Beta-lactam is the most widely used antibiotic (occupies 65% of the total injectable antibiotics in hospital) due to its low toxicity and wide applicability [53,54]. Therefore, numerous studies have demonstrated that beta-lactam ARGs and beta-lactam-resistant bacteria were detected in sputum, urine, blood, wastewater, and air samples obtained from hospitals [55,56]. Rowe et al. [57] compared the abundances of beta-lactam ARGs in hospital and farm effluents. They found that two beta-lactam resistance genes were overexpressed in hospital effluent samples, but this overexpression was not observed in farm effluents. The high abundances of ARGs in effluents were mainly related to the heavy use of beta-lactam in hospitals.
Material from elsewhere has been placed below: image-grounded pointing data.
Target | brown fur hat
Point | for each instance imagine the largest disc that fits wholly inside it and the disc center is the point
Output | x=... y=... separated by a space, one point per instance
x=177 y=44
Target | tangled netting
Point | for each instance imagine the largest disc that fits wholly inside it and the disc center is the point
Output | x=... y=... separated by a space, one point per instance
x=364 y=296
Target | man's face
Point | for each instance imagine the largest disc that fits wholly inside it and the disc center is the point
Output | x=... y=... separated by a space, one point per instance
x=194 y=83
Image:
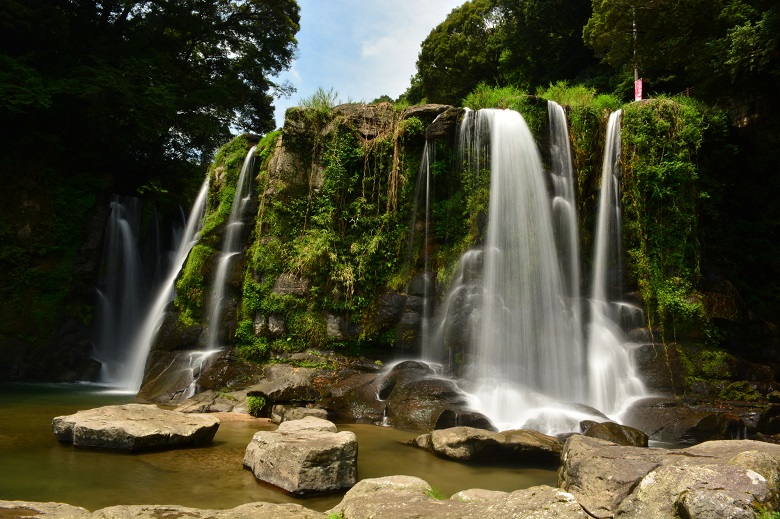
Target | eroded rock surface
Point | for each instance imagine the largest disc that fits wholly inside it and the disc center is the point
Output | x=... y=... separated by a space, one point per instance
x=134 y=427
x=304 y=456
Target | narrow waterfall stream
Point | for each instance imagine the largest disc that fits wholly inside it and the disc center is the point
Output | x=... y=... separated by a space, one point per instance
x=125 y=284
x=126 y=333
x=231 y=246
x=613 y=383
x=134 y=371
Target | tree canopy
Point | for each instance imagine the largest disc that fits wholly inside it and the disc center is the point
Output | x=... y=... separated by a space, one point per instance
x=137 y=85
x=523 y=43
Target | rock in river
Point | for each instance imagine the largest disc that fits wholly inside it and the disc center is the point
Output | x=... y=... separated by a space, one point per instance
x=304 y=456
x=134 y=427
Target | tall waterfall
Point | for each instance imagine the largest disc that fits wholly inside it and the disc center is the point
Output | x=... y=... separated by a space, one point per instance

Gao et al. [58] characterized the microbial community in five nosocomial bioaerosols. Similar to our results, they found that Proteobacteria represented the most prevalent microbes at almost 45% representation. Staphylococcus saprophyticus, Corynebacterium minutissimum, Streptococcus pneumoniae, Escherichia coli, Arcobacter butzleri, Aeromonas veronii, Pseudomonas aeruginosa, and Bacillus cereus were the most abundant pathogenic microorganisms. The non-random co-occurrence patterns between ARGs and the microbial community could indicate potential host information relating to ARGs, since specific microbial taxa appear to carry specific ARGs [8]. Therefore, network analysis is widely used to provide us with new insights into the ARGs and their role as potential hosts in complex environmental conditions [59]. Previous studies have identified some ARG hosts, such as Lactobacillus, which was considered to be a host to a number of ARGs, including gentamicin, tetracycline, and kanamycin [47]. Proteobacteria, Cyanobacteria, Bacteroidetes, and Verrucomicrobia were regarded as potential hosts of tetracycline resistance genes in coastal aquaculture [60]. In the present study, network analysis revealed that Proteobacteria and Actinobacteria were the possible hosts of resistance genes for beta-lactam, aminoglycoside, multidrug, and tetracycline. In our study, Proteobacteria and Actinobacteria were the first and fourth most abundant phyla, and this cannot be ruled out as a reason for the close association between the two phyla and ARGs.

5. Conclusions

The ARG profiles in air-conditioning filters from different environments were comprehensively characterized using HT-qPCR and Illumina sequencing. The detectable number and the relative abundances of ARGs in hospital and farm samples were significantly higher than in city and village samples, indicating that hospitals and farms were major sources of ARGs. With the exception of beta-lactam resistance genes, the relative abundance of resistance genes for tetracycline, multidrug, integrase, and MLSB were significantly higher in farm samples than in hospital samples. Our results suggested that the presence of ARGs was primarily linked to the heavy usage of antibiotics. Network analysis revealed that Proteobacteria and Actinobacteria were possible hosts of beta-lactam, MLSB, aminoglycoside, multidrug, sulfonamide, and tetracycline resistance genes. This study may help to better understand the general distribution patterns of ARGs in indoor environments, and more efforts should be devoted to exploring the relationship between ARGs and pathogenic microorganisms.